Leo Wojdyslawski, advogado especializado em direitos autorais e sócio do escritório Cesnik, Quitino & Salinas Advogados, explica que a postura da Deva Curl é uma estratégia comum quando a empresa quer evitar a diluição da marca e também não deseja que a marca seja sinônimo de todos os produtos similares. “Tipo a Formica, Havaianas, Maizena, entre outras”, exemplifica.

Por isso, uma das primeiras medidas da Deva Curl foi enviar uma notificação para a dona do grupo “No e Low Poo Iniciantes”, um dos maiores e mais populares grupos sobre o tema no Facebook, exigindo que o nome do grupo e da sua lojinha virtual fossem alterados dentro de um prazo estipulado como forma de evitar uma ação judicial.

A dona do grupo não quis conceder uma entrevista à VICE por medo de represálias, mas chegou a publicar um comentário indignado na página na página da Deva Curl explicando que nunca tentou faturar em cima da marca com sua pequena loja virtual. Segundo ela, chegou a gastar tudo que não tinha para mudar o domínio do site da sua loja. Esse controle de danos da marca causou uma comoção bastante negativa entre os consumidores, já que muita gente conheceu os produtos da Deva por conta da própria popularização das técnicas que a marca criou.

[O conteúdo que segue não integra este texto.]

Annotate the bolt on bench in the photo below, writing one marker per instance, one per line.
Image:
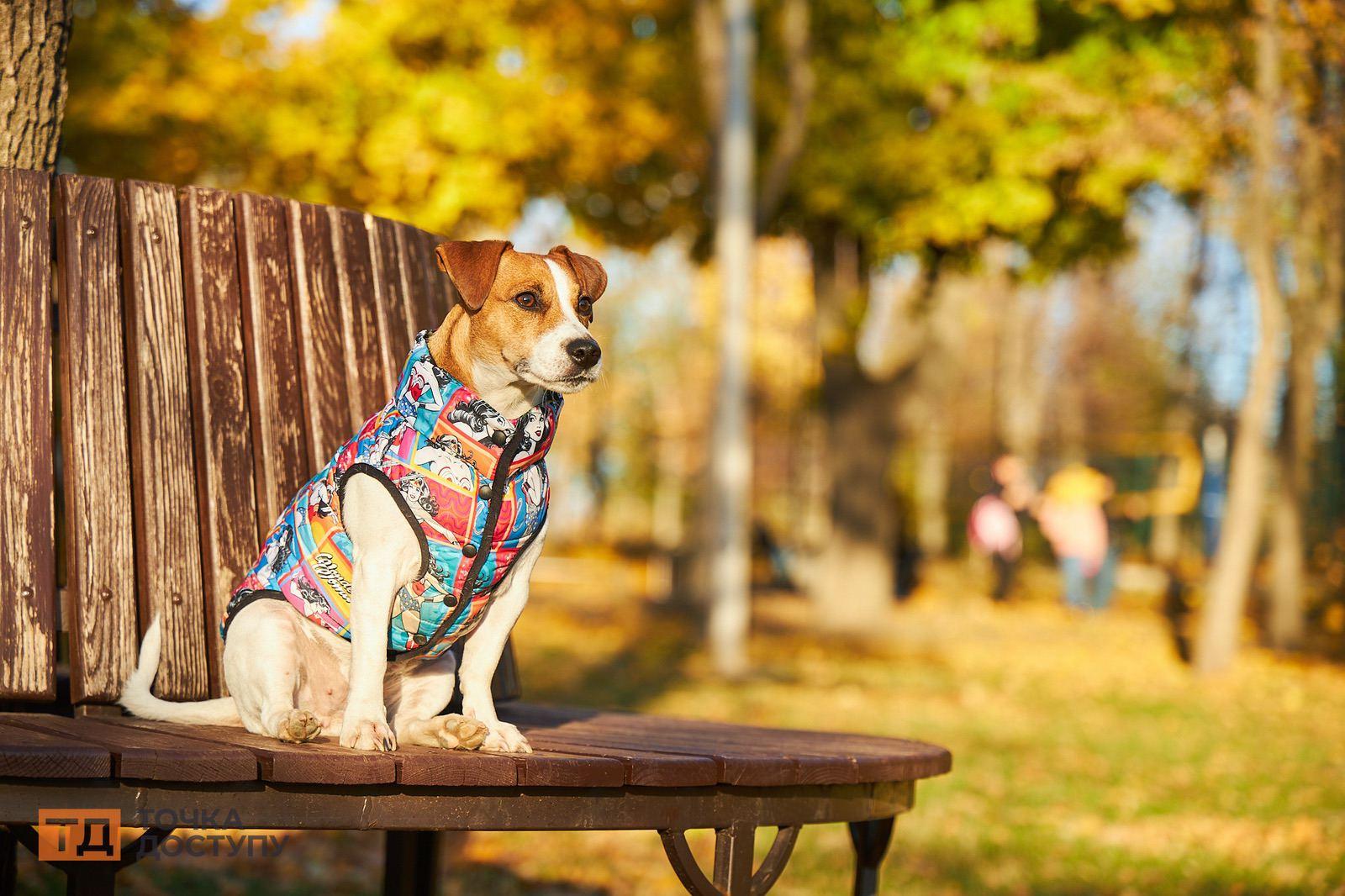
(148, 436)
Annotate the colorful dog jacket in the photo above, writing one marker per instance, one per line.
(472, 485)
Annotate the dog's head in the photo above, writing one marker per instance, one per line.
(529, 314)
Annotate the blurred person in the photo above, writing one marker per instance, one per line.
(993, 526)
(1073, 519)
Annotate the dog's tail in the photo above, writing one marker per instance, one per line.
(136, 697)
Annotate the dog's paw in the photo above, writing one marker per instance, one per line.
(504, 737)
(298, 727)
(367, 734)
(457, 732)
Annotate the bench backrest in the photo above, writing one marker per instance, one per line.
(174, 363)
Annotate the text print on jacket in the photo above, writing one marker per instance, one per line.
(472, 483)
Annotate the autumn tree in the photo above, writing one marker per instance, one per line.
(33, 87)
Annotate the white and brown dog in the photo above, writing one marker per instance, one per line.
(484, 381)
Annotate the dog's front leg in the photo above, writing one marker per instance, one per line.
(387, 556)
(483, 649)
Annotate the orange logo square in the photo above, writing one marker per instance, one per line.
(78, 835)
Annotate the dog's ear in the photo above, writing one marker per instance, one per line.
(588, 272)
(472, 266)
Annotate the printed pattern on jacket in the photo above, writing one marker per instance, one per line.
(436, 447)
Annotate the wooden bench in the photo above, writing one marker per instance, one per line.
(163, 396)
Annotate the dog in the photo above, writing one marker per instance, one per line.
(367, 656)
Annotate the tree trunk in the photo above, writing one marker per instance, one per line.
(731, 458)
(854, 582)
(1315, 315)
(33, 81)
(934, 467)
(1288, 553)
(1020, 387)
(1226, 593)
(1165, 540)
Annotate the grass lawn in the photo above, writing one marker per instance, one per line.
(1086, 759)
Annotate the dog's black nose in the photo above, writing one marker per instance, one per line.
(584, 351)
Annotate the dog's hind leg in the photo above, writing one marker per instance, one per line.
(262, 670)
(387, 555)
(414, 701)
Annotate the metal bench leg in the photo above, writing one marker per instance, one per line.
(871, 844)
(732, 862)
(8, 862)
(410, 862)
(98, 878)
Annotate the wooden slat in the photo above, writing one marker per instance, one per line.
(818, 756)
(735, 766)
(222, 434)
(432, 767)
(280, 452)
(360, 300)
(145, 754)
(163, 488)
(322, 356)
(322, 762)
(642, 767)
(100, 555)
(397, 324)
(34, 754)
(558, 770)
(27, 575)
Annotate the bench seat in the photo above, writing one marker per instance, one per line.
(575, 748)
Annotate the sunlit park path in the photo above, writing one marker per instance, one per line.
(1087, 759)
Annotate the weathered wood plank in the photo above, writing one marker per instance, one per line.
(360, 300)
(280, 451)
(27, 575)
(148, 755)
(222, 434)
(34, 754)
(323, 363)
(322, 762)
(161, 454)
(397, 323)
(100, 544)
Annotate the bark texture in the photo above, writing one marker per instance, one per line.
(731, 463)
(854, 582)
(1315, 315)
(34, 35)
(1226, 595)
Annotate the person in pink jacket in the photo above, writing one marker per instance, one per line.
(1073, 519)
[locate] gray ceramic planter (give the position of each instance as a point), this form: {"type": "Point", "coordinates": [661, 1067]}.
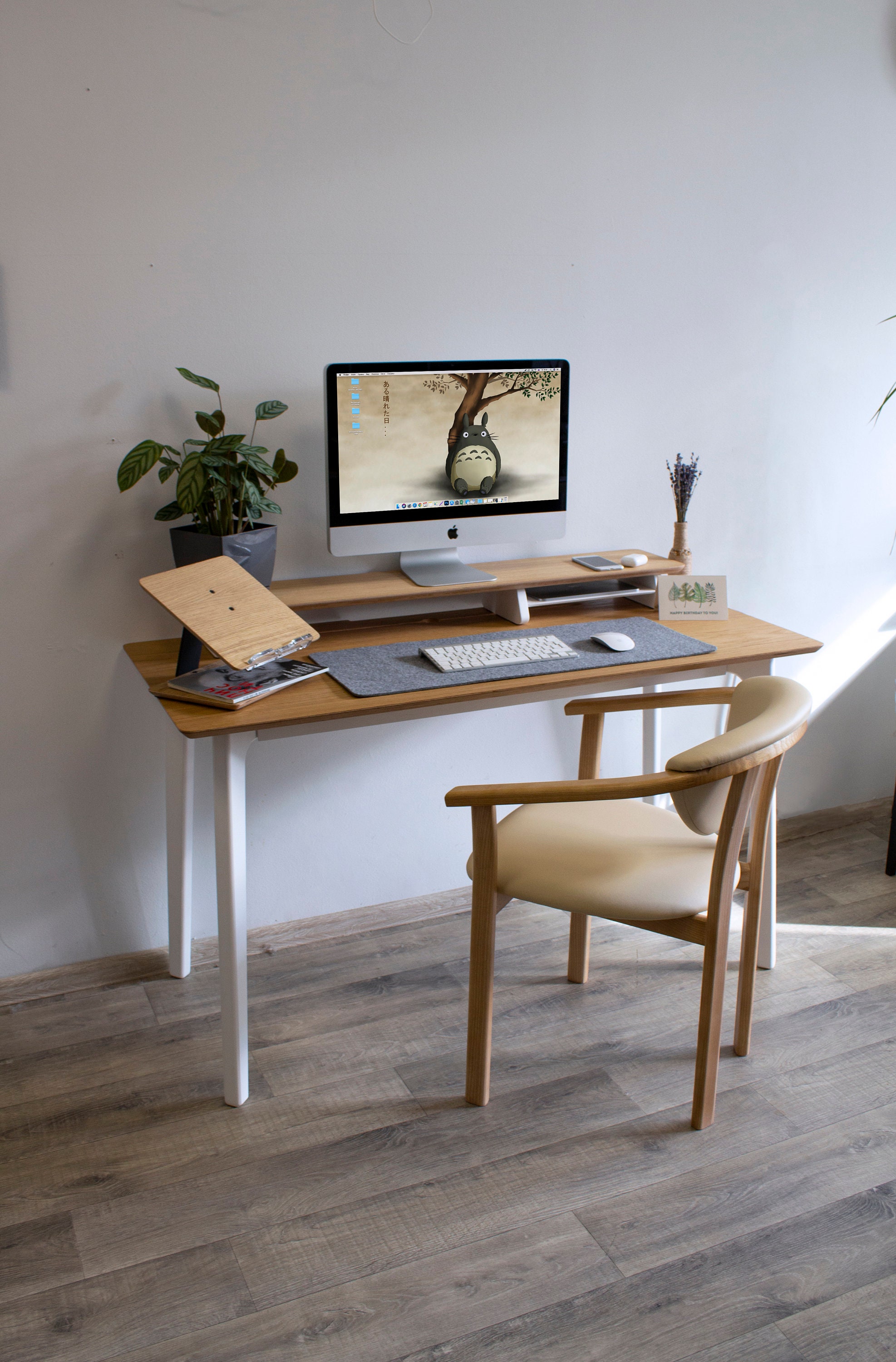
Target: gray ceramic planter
{"type": "Point", "coordinates": [254, 551]}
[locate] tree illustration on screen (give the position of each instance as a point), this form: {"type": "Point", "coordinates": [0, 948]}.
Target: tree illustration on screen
{"type": "Point", "coordinates": [474, 397]}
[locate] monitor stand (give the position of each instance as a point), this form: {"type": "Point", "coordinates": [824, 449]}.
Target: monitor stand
{"type": "Point", "coordinates": [439, 568]}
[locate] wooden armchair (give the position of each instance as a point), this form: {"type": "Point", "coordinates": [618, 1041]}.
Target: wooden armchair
{"type": "Point", "coordinates": [593, 849]}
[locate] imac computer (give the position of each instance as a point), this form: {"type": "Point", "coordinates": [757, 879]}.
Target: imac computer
{"type": "Point", "coordinates": [427, 458]}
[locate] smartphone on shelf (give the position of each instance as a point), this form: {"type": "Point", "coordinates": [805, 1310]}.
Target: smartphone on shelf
{"type": "Point", "coordinates": [597, 563]}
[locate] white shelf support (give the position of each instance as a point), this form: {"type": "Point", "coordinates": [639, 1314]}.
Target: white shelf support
{"type": "Point", "coordinates": [508, 605]}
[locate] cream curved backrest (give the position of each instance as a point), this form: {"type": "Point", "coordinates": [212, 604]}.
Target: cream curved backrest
{"type": "Point", "coordinates": [764, 710]}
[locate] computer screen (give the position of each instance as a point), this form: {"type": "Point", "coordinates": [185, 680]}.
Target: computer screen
{"type": "Point", "coordinates": [458, 440]}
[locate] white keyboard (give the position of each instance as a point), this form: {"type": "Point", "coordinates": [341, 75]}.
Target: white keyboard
{"type": "Point", "coordinates": [499, 653]}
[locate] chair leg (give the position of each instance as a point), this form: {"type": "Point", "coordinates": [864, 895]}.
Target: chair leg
{"type": "Point", "coordinates": [753, 910]}
{"type": "Point", "coordinates": [717, 948]}
{"type": "Point", "coordinates": [481, 955]}
{"type": "Point", "coordinates": [579, 947]}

A vlogger Mari Morena diz que ainda não recebeu nenhuma notificação da Deva e por isso continuará citando os termos. Nos mais de 200 vídeos publicado no seu canal, quase todos mencionam os nomes No Poo e Low Poo. “Se acontecer vai ser complicado, porque vou ter que tirar todos esses vídeos do ar, já que cito esses nomes em praticamente todos [os vídeos]. Vai ser uma perda muito grande, porque tem muita gente que descobre muita coisa e até sobre os produtos deles pelo meu canal. Acho que vai causar um rebuliço grande se eu tirar tudo do ar”, conta.

E AGORA?

Por e-mail, Denis da Silva explicou que não pretende notificar nenhuma blogueira ou youtuber para impedir que usem o termo. “Aqui nos Estados Unidos temos muita gente das redes sociais usando. Lembramos que o movimento hoje no Brasil saiu daqui [dos EUA]. Os grupos sempre usaram tanto aqui como em outras partes do mundo”, diz o criador da marca.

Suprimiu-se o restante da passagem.